December 21, 2010 | Brooklyn College
Brooklyn, N.Y.— As the strings, woodwinds and horns rose into a crescendo, one would have thought it was the opening gala of the New York Philharmonic. Instead, the resounding passage from Antonín Dvořák’s New World Symphony was being played by about 50 fourth- and fifth-grade students from the Harmony Program at PS 152 who were warming up for their winter recital at Gershwin Theater.
“They sound incredible,” said Pierre Millien, whose nine-year-old son Sebastiane joined the program in 2008, the year of its inception, and now plays the drums. “It was a pleasant surprise to find out that PS 152 was offering musical training,” added Millien, a member of the school’s Parent Teacher Association, thankful that the school partnered with the Conservatory of Music at Brooklyn College to make the program possible.
Inspired by Venezuela’s national system of youth orchestras called “El Sistema,” the Harmony Program provides daily after-school instrumental music lessons to children from economically disadvantaged communities. Led by Executive Director Anne Fitzgibbon, the program taps New York’s college- and graduate-level music students as teachers, training them to develop the talents of young people who would not ordinarily be exposed to music education.

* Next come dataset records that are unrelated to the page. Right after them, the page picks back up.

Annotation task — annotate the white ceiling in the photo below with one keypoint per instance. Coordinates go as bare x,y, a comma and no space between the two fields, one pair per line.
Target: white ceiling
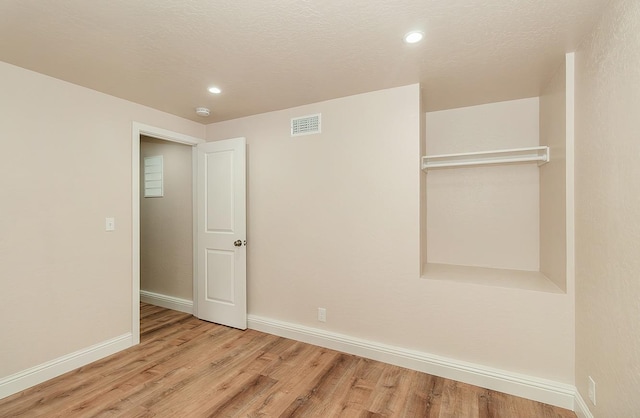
269,55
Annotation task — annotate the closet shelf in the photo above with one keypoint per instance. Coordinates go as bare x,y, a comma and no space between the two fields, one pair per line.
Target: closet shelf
505,156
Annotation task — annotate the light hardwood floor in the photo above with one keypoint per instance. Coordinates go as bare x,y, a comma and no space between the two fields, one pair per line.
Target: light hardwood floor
185,367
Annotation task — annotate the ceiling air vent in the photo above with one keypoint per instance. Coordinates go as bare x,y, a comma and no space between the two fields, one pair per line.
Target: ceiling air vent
306,125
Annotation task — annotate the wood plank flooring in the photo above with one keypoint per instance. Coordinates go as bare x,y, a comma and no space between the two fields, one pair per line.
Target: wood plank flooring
185,367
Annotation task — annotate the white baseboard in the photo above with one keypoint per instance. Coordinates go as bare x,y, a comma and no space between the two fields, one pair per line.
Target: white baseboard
30,377
541,390
581,408
169,302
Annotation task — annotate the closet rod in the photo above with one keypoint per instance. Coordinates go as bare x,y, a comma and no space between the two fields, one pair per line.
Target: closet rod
516,155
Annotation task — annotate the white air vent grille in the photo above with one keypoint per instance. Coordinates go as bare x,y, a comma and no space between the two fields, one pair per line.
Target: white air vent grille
306,125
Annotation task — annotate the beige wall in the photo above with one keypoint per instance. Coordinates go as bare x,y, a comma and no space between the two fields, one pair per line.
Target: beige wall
166,223
334,222
608,212
553,179
484,216
65,165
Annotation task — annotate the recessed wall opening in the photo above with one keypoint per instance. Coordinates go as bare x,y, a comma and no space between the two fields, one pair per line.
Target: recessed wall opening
501,224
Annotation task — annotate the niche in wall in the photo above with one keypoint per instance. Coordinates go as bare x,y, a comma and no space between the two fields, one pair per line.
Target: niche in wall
504,224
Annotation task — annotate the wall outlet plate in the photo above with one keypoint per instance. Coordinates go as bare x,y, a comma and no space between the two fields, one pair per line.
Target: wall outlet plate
322,315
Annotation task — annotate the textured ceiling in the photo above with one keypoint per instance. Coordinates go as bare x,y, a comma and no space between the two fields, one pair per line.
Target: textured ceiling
269,55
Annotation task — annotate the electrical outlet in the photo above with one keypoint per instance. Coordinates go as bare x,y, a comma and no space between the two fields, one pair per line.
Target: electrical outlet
322,315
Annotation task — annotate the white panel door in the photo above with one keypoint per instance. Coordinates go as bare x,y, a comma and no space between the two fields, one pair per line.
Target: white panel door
221,233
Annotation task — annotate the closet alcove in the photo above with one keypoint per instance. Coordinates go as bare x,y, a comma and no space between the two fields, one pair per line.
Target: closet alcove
496,179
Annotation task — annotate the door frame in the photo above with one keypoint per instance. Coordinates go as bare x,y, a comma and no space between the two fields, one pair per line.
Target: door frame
138,129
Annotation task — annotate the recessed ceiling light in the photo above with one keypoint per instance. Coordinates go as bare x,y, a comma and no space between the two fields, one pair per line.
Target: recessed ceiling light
202,111
413,37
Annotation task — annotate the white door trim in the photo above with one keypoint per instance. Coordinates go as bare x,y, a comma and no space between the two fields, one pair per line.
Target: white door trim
138,129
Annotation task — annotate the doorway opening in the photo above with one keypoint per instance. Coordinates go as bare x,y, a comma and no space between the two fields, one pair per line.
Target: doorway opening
155,136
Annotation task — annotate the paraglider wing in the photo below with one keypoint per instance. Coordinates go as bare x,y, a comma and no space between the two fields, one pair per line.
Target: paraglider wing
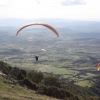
43,24
98,67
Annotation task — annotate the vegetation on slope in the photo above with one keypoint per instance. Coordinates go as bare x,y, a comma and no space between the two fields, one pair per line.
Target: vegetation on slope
46,85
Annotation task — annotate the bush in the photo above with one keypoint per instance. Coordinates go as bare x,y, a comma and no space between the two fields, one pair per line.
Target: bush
35,76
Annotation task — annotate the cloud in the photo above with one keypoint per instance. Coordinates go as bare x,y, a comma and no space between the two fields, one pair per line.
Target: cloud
38,1
72,2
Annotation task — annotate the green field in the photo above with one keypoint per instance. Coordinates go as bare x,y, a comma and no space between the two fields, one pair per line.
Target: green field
73,58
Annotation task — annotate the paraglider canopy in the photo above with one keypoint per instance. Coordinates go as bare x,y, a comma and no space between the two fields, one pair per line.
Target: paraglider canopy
39,23
98,67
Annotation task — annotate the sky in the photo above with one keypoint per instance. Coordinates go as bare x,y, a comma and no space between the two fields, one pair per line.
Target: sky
47,9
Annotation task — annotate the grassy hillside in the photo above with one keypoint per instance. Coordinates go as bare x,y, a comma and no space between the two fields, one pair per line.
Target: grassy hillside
15,84
9,91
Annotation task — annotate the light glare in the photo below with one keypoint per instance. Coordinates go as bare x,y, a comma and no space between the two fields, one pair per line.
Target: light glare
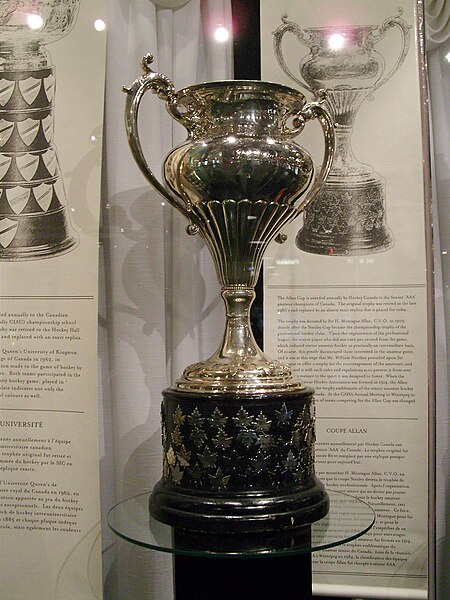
221,34
336,41
34,21
99,25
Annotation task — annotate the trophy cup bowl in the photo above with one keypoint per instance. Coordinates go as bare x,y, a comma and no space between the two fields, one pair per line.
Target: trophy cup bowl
238,428
34,221
348,216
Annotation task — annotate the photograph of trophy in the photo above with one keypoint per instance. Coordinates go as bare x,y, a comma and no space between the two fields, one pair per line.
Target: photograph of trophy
34,220
348,217
238,428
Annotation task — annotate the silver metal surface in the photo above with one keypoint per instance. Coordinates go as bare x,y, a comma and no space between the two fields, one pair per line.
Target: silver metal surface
239,178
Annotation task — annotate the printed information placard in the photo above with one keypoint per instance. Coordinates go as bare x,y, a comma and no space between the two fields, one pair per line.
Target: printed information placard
346,297
51,113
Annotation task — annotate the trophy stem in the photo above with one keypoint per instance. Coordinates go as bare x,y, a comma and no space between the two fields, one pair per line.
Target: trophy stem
238,340
345,163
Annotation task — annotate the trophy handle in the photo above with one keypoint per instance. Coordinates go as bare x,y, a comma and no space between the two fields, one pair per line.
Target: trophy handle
289,26
314,110
164,88
376,36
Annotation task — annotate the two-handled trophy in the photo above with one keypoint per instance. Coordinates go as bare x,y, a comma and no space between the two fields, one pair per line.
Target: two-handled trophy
348,217
238,428
34,220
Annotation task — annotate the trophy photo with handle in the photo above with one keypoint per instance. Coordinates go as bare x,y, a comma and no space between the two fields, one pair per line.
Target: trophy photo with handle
34,219
348,216
238,428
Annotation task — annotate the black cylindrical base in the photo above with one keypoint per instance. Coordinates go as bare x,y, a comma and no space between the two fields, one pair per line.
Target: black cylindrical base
238,463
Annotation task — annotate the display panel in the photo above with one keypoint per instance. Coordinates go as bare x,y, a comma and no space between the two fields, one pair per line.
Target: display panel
51,110
346,297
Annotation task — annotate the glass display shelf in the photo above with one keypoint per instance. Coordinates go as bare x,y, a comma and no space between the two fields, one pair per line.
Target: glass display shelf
348,519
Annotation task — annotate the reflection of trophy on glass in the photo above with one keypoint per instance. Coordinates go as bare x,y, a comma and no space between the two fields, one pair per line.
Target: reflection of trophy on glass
348,216
238,428
34,222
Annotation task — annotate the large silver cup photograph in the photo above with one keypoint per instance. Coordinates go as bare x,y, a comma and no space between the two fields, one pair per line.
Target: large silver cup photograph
34,218
348,217
238,428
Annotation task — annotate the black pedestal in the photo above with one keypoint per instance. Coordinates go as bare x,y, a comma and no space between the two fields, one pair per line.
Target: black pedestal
276,578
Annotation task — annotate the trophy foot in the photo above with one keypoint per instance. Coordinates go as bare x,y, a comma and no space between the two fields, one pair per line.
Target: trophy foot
35,236
346,219
238,463
345,245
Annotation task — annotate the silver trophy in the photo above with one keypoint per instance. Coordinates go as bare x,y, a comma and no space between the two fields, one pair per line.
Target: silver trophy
348,216
34,221
238,428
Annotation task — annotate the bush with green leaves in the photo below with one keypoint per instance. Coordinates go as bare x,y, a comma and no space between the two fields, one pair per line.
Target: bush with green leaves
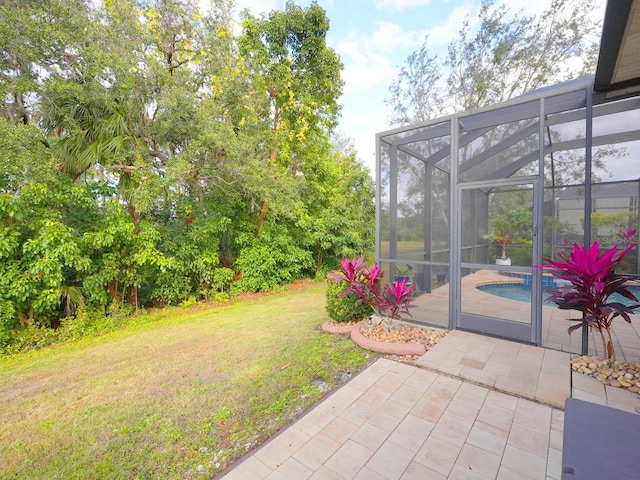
270,261
344,309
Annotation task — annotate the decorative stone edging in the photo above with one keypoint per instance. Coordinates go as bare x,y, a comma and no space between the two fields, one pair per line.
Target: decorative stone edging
386,347
338,329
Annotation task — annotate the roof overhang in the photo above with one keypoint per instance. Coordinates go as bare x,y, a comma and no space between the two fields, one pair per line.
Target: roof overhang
618,70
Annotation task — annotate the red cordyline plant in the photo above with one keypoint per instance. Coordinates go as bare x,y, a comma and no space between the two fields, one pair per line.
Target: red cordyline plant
591,285
364,281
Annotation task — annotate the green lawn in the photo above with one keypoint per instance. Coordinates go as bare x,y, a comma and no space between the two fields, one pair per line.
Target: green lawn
177,397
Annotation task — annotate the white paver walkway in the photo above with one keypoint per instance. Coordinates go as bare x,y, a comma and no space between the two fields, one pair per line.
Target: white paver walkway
475,408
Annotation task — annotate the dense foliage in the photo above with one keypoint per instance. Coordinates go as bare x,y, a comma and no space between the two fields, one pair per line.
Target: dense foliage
148,156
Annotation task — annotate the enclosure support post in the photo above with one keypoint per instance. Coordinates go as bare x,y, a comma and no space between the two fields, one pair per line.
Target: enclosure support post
393,207
454,228
587,196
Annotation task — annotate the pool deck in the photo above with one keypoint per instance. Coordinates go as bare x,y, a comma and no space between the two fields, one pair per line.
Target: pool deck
626,337
474,407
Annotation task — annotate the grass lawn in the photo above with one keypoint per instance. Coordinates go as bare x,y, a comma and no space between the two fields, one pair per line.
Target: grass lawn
179,396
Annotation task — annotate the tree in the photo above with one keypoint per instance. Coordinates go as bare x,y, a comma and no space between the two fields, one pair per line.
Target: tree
291,62
506,56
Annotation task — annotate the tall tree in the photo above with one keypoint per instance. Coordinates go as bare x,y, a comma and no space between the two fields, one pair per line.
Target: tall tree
288,54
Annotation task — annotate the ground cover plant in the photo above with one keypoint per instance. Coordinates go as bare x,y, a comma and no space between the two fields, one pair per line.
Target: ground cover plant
178,396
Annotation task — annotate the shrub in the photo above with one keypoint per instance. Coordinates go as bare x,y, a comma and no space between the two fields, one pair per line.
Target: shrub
364,282
270,261
347,308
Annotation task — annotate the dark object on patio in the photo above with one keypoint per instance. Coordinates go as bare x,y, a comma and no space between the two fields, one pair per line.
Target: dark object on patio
599,442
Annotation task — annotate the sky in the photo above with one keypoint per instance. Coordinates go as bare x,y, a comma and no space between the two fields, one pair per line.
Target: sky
373,39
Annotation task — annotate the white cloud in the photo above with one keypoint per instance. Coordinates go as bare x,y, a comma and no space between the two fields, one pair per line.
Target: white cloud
440,35
400,4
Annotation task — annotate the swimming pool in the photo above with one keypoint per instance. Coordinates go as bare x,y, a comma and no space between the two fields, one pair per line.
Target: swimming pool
522,293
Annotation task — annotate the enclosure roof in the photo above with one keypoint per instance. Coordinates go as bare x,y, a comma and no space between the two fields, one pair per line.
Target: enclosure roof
618,70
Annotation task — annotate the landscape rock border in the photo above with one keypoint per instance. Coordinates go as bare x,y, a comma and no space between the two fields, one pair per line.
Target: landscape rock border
616,374
386,347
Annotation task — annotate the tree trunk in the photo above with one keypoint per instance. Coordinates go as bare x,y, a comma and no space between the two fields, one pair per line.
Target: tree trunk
264,211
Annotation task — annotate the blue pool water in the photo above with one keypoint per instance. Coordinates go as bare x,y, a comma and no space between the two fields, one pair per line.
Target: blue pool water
522,293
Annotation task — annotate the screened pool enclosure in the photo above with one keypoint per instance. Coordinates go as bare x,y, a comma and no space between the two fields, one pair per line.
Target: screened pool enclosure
481,197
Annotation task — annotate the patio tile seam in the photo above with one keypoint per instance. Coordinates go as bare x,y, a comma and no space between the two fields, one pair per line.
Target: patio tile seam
492,387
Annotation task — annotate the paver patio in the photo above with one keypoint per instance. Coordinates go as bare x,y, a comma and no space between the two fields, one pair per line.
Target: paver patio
475,408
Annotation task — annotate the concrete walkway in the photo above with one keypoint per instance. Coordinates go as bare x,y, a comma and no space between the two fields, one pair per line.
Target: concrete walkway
475,407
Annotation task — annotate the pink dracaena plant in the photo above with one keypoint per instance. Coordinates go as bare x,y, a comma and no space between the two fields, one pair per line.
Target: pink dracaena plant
400,297
590,286
364,281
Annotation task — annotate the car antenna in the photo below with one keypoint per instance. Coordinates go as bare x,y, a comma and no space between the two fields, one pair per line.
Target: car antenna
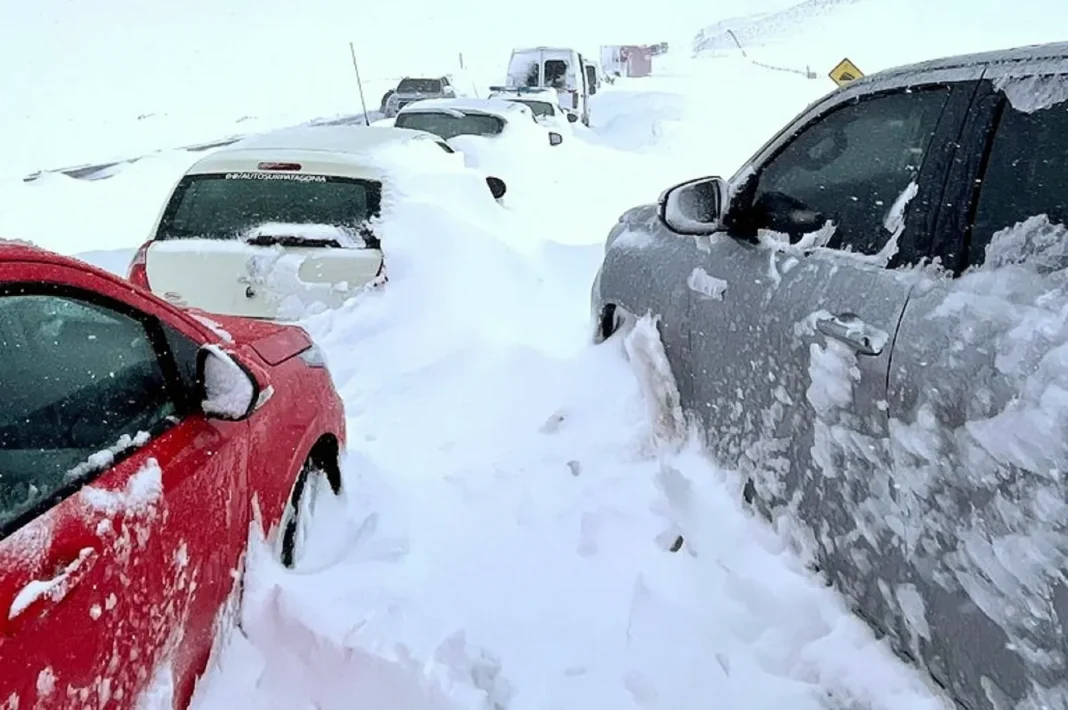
351,50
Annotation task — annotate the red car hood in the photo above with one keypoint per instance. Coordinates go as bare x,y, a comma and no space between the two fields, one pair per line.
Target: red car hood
275,343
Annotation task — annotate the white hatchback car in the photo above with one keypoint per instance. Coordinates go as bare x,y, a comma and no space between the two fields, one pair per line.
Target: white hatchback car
484,117
276,224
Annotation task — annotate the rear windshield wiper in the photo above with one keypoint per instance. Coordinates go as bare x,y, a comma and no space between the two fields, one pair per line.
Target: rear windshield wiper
291,240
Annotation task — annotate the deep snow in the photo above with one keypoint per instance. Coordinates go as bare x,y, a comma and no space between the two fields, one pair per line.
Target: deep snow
524,522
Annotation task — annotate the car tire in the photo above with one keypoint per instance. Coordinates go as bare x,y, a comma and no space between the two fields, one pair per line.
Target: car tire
314,474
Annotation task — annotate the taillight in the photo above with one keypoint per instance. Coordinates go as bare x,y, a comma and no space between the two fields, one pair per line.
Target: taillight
138,272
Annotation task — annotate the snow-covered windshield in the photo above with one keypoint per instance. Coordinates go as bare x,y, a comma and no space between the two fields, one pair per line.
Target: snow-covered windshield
420,87
449,125
224,206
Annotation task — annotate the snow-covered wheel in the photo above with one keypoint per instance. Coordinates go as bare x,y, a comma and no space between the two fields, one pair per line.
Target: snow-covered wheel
316,475
609,321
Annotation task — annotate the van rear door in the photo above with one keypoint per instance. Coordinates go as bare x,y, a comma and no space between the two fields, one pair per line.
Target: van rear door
265,243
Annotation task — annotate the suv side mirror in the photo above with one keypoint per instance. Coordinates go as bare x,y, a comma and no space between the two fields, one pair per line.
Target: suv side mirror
695,207
497,187
229,389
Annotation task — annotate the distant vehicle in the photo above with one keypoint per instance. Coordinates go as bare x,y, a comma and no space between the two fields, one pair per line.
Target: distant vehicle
138,442
411,89
561,69
868,319
542,103
276,224
593,75
486,117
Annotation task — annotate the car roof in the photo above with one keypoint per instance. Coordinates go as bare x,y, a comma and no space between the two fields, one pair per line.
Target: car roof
350,150
496,107
522,50
523,92
16,250
351,140
1056,51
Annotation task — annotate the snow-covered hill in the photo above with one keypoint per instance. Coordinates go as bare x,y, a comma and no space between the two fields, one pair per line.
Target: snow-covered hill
506,536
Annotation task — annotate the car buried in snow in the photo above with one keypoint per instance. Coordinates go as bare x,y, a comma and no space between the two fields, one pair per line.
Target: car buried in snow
542,103
413,89
867,322
281,224
491,119
138,443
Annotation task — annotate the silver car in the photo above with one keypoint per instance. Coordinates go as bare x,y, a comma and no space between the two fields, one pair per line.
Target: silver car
412,89
869,322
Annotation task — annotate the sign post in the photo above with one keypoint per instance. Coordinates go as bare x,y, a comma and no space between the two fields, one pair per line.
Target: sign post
845,72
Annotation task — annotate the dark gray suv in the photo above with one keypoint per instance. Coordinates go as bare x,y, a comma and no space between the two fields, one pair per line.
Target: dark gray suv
869,321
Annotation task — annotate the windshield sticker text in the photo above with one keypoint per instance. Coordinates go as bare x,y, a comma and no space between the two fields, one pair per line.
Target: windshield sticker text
276,176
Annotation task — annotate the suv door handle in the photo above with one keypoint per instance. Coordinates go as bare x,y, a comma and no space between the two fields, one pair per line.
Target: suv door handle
35,598
849,329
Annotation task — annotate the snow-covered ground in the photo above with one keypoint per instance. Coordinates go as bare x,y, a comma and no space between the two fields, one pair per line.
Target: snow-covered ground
524,525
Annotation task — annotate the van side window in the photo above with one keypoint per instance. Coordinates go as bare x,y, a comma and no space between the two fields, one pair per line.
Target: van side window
1026,174
849,167
555,73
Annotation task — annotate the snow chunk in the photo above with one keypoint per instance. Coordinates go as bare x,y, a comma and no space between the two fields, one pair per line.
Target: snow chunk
142,491
104,459
1036,243
214,327
895,218
706,285
55,589
46,682
228,387
1030,94
312,232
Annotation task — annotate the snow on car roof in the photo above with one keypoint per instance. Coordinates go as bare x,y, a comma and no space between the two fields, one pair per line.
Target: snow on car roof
523,92
354,151
491,106
332,139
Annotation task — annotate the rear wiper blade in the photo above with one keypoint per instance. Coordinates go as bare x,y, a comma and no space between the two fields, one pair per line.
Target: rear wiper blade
291,240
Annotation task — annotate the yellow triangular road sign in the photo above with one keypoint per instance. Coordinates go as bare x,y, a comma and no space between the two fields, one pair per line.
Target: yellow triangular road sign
845,72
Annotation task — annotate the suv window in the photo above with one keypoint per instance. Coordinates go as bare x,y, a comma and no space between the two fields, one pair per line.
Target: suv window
1026,174
849,167
555,73
538,108
75,377
229,205
420,85
449,125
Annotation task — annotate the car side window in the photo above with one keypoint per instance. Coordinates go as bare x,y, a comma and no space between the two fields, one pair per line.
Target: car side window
1026,174
75,379
849,168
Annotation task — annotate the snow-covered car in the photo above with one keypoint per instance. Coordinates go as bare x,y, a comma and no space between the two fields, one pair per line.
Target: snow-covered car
138,443
485,117
281,223
868,319
542,103
414,89
559,68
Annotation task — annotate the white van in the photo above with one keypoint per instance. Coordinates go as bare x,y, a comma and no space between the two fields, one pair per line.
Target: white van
560,68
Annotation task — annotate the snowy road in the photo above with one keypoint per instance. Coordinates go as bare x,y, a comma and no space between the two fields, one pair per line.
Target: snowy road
523,524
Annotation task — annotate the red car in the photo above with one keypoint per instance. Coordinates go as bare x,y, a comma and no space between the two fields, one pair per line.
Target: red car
138,442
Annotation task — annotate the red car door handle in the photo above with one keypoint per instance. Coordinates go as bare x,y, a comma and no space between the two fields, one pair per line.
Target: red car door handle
35,598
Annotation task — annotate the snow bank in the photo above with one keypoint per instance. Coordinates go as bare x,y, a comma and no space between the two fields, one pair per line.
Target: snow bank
525,522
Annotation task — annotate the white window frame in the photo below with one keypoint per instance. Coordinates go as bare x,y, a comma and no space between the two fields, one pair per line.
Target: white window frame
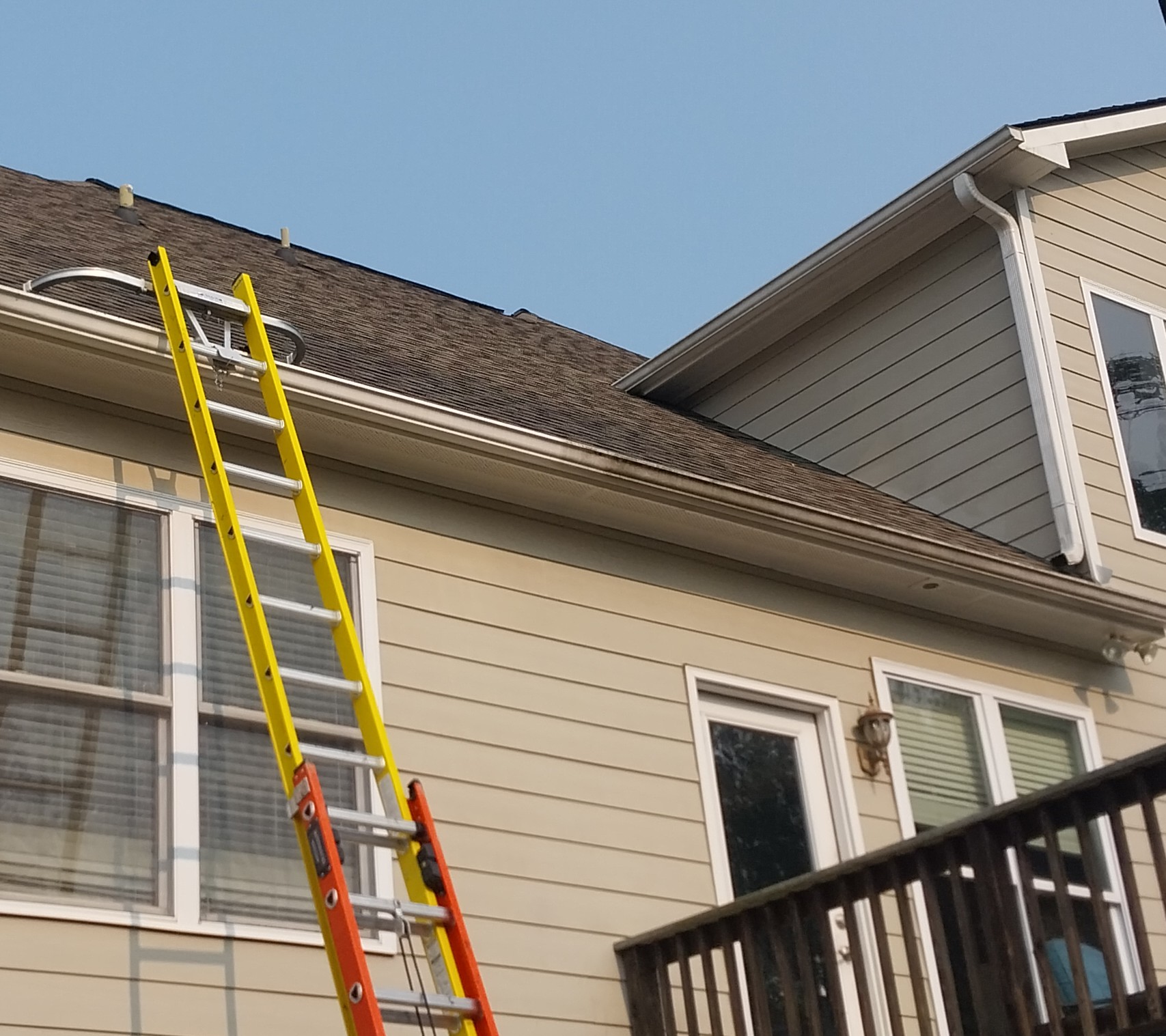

“Without the program, these children would not have had the opportunity to learn to play a musical instrument,” said Fitzgibbon, the deputy to the senior university dean for academic affairs, who spent a year in Venezuela studying the El Sistema model.
Now in its third year, the program has expanded to City and Lehman colleges. This semester, five Brooklyn College students participated as instructors: Johanna Aguilera (clarinet), Christian Alonzo (brass), Sarah Kuzma (flute), Jason Silva (trombone) and Laura Vuksinich (percussion).
As he waited for the recital to begin, Millien expressed concern that his son may not receive similar opportunities when he starts middle school next year. “I hope students are offered ways of continuing their musical education,” he said.
Fitzgibbon is working to make that happen. “We’re trying to establish a Saturday Orchestra session at either PS 152 or a community center that would allow these kids to keep training,” she said. “We don’t want them to forget what they’ve learned.”
Laura Vuksinich, who taught percussion to Millien’s son and is pursuing a master’s in performance, agrees. “The kids ask great questions that often guide me in formulating new ways to present the material. I’ve learned so much from them and from other extraordinary teachers,” she said. “They really inspire me.”